PKR Sarawak chief Baru Bian yesterday slammed state Assistant Minister of Planning and Resource Management Mohd Naroden Majais, for saying that natives can get their land surveyed only if they go through BN elected representatives.
“That is politicking. It is nonsense and very irresponsible for him to say that. If (the government) is really sincere about helping the natives this would not be an issue,” he said when contacted.
Mohd Naroden had on Tuesday said that the government cannot act if requests for land surveys, for the purpose of native customary rights (NCR) claims, are made via opposition elected representatives
Baru,(Top Right) who has spent decades defending native customary rights land as a lawyer, said that the minister’s statement shows how little he knows of the mechanics of NCR land.

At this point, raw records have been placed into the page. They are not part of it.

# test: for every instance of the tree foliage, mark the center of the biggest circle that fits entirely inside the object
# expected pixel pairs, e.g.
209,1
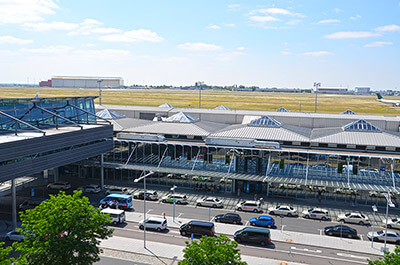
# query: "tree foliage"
4,252
390,258
211,250
65,229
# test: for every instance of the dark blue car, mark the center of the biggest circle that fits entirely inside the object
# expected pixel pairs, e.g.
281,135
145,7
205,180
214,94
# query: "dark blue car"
263,220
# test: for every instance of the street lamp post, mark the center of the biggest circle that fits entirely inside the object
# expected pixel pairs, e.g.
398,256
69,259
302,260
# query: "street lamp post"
388,203
173,195
316,85
374,209
99,81
144,199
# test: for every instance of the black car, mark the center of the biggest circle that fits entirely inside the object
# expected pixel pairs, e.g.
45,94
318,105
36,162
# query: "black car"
231,218
341,230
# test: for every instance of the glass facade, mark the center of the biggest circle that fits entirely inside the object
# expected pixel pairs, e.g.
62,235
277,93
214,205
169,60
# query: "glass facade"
31,111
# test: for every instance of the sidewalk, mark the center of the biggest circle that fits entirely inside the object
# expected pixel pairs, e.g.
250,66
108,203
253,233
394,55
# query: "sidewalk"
343,244
156,252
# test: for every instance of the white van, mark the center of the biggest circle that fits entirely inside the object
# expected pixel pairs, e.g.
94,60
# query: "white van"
117,216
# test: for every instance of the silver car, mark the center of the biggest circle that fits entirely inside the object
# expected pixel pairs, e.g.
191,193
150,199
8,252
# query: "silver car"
210,202
392,236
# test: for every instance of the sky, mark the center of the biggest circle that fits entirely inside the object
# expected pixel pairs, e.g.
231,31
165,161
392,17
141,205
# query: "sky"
175,42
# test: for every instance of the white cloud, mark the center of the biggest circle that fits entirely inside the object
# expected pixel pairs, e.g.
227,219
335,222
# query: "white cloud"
6,39
279,11
352,35
233,6
378,44
198,46
133,36
229,56
22,11
355,17
317,53
328,21
264,18
51,49
214,27
390,28
42,26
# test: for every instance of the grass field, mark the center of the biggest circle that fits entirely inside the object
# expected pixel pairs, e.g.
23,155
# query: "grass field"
210,99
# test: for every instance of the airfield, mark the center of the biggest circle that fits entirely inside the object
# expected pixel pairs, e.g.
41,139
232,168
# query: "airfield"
295,102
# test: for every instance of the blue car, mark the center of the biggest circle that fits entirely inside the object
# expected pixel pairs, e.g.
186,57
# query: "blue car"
263,220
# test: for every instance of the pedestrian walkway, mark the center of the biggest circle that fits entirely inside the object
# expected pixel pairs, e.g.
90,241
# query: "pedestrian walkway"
157,252
343,244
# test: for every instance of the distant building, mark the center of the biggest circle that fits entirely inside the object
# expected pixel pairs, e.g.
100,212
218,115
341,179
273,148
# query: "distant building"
333,90
86,82
45,83
363,90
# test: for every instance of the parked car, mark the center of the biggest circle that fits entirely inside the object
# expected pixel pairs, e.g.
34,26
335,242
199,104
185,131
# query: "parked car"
341,230
29,204
347,191
253,235
61,185
355,218
394,223
116,190
290,186
15,235
262,220
210,202
154,223
316,213
92,188
197,228
179,199
377,194
117,216
392,236
231,218
150,195
283,210
250,206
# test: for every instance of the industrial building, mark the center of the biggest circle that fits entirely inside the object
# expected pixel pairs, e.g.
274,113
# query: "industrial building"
86,82
254,151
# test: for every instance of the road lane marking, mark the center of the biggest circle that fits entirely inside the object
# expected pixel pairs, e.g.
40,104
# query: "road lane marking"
306,249
351,256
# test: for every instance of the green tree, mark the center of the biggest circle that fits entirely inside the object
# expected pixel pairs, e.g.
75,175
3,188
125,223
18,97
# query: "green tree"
390,258
65,229
4,252
211,250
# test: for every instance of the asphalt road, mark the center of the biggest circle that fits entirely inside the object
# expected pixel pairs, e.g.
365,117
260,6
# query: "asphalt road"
277,250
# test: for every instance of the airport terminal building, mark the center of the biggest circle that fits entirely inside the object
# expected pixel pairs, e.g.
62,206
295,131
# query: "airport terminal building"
281,152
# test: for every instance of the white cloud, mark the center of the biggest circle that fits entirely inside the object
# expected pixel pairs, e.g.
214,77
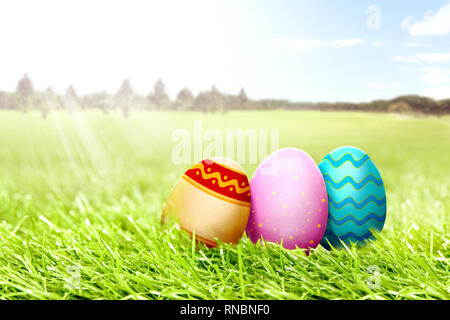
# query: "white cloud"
309,44
425,57
438,93
379,85
411,44
436,75
407,22
378,43
432,24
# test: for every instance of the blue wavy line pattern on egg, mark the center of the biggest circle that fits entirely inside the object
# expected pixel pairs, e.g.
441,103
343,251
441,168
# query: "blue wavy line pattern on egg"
347,157
357,205
356,196
350,217
348,179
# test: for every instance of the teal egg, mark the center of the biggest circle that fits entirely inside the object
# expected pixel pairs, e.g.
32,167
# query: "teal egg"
356,197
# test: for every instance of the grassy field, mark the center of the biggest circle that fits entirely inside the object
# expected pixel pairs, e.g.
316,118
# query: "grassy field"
81,197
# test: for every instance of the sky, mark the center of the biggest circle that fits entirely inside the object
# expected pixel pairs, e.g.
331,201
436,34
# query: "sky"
298,50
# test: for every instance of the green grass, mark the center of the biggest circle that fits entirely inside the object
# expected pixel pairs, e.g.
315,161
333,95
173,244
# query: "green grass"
85,193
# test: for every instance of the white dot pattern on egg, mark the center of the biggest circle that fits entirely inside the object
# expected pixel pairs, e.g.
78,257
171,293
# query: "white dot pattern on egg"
288,200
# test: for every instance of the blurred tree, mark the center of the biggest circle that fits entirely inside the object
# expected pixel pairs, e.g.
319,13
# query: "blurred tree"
49,102
124,96
159,96
185,99
25,92
400,107
243,99
210,101
71,99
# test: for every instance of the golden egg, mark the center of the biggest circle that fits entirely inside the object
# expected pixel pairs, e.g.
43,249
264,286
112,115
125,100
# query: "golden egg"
212,198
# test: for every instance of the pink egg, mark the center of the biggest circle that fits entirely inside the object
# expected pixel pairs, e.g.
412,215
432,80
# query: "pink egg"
289,202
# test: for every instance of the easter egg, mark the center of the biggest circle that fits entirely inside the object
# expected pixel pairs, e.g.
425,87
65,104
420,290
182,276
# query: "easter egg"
356,196
289,201
213,199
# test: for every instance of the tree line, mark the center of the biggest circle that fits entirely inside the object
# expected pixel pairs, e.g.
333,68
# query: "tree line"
26,98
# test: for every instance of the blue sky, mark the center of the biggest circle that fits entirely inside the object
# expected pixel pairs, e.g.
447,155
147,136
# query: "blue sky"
297,50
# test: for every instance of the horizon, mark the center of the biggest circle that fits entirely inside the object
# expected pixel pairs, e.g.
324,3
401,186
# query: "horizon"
301,52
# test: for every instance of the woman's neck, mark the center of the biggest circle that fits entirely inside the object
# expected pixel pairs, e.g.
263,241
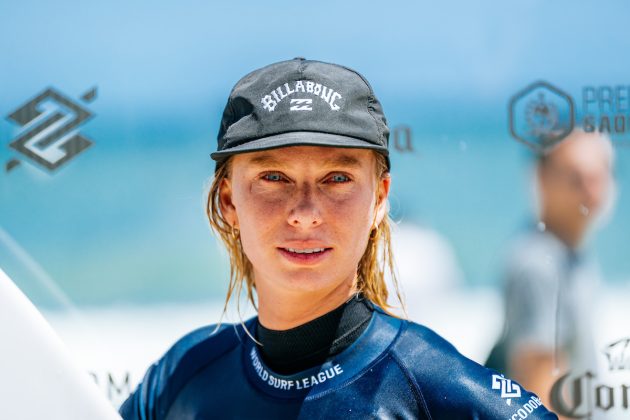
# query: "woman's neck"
285,309
310,344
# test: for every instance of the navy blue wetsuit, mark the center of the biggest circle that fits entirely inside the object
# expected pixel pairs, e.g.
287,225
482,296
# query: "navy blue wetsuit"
394,369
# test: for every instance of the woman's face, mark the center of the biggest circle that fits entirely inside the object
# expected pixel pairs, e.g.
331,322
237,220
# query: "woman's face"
304,214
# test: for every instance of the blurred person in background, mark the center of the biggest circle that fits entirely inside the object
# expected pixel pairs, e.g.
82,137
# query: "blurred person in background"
550,278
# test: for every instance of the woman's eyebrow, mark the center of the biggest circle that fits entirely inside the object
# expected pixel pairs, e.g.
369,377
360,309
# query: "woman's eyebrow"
339,160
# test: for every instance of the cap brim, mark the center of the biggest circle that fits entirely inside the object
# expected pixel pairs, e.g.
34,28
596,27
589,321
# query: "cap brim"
300,138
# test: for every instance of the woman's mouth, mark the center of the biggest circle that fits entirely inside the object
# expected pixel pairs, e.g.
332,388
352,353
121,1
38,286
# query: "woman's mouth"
305,255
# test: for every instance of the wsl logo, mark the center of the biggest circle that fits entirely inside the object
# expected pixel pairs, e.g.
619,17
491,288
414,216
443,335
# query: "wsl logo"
508,388
541,115
49,134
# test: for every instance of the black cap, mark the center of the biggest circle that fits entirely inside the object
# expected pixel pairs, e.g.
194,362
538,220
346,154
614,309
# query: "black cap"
302,102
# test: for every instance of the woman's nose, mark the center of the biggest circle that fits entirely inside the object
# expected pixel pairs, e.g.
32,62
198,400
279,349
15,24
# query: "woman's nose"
305,211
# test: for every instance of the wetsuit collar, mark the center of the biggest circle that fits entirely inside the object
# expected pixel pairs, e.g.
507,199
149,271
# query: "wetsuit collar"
366,350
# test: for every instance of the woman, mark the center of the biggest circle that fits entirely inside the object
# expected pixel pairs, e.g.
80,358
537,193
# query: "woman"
300,200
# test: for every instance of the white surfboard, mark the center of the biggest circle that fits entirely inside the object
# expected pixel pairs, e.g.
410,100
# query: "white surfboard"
38,379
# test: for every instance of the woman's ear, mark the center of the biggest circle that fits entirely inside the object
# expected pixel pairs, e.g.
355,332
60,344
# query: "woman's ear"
228,210
381,203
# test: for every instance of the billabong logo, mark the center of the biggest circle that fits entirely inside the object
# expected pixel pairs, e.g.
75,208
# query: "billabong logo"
508,388
276,96
541,115
301,105
50,136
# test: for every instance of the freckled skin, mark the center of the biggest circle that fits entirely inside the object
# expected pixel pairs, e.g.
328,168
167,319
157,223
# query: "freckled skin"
299,198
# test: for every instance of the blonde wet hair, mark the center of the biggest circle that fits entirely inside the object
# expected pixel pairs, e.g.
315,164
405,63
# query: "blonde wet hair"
376,260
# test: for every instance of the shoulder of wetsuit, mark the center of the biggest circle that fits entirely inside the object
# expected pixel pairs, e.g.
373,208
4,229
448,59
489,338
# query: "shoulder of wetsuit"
454,386
166,377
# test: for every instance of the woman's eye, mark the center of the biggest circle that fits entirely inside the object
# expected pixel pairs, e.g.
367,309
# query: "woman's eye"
339,178
273,177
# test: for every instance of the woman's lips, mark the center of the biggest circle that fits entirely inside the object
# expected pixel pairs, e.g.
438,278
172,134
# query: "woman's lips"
305,258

“It is the government’s duty to conduct land surveys under section 18 of the Sarawak Land Code,” he said.
He added that if there is sufficient evidence of ownership, they should produce land titles, but they have been trotting out excuse after excuse.
The Sarawak government had previously claimed that the Land and Survey Department cannot undertake the survey work for lack of funds.
To address this, Prime Minister Najib Abdul Razak announced that RM20 million of the federal budget will be allocated for this purpose.
Shortchanging the natives
The announcement, however, failed to impress Baru whose experience in dealing with NCR issues suggest that it is “just rhetoric”.
“I have the feeling that they don’t want to conduct the surveys because they are afraid that the whole of Sarawak belongs to the natives,” he said.
Even if surveys are conducted, said the Orang Ulu lawyer, it is likely to shortchange the natives.
Surveys could only take into account the land which the longhouses sit on, he said, and several cases in Sibu are testimony to this.
There is also the case of the natives made to move to make way for the Bakun hydroelectric dam.
“That land is not disputed. What is disputed is the land five to 10km from the longhouses, the farmland which the natives survive on but likely to have been given away to someone else,” he said.
At present, Sarawak natives are embroiled in multiple legal disputes over what they claim to be their NCR land.
This has, however, been challenged by private companies with provisional leases from the state government.
In some cases, natives have been assaulted or charged with trespass when they try to defend their land.